Mr. Speaker, I suppose we agree that the bill is flawed, but I want to correct a few things.
There were at least two opposition amendments accepted. I still cannot vote for Bill C-69, but I want to make sure that people know that, on the recommendation of Professor Martin Olszynski, who was referenced in my friend's speech, we amended proposed subsection 6(3) to say, “The Government...must, in the administration of this Act, exercise their powers in a manner that adheres to the principles of scientific integrity, honesty, objectivity, thoroughness and accuracy.”
I would rather see more about science in the bill. I would rather see less ministerial discretion. However, this debate, repeatedly, for weeks now, has singled out large oil companies leaving Alberta, as if the only reason these large oil companies have left has something to do with pipelines. The reality is global.
Globally, to give some context, investment in fossil fuels is shrinking. Globally, investment in renewables is growing like Topsy. In fact, in 2017, solar investment alone eclipsed investment in coal, nuclear, and all the renewables. The price of solar has been plummeting. Globally, greenhouse gases fell last year in the U.S., Russia, Brazil, China, throughout the EU, and, of course, in the U.K. They dropped infinitesimally in Canada. It was a 1.4% drop.

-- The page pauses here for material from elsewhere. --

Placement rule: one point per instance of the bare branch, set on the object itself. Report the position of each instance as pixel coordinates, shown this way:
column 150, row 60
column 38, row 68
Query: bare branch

We are part of a global transition right now, which is why large companies like Statoil, from Norway, Royal Dutch Shell, France's Total, and ConocoPhillips, when they left the oil sands, said that they were leaving because they did not want stranded assets. In the words of Mark Carney, current president of the Bank of England, they did not want “unburnable carbon”, because there are assets in oil and gas that will be left in the ground, which represent a financial liability.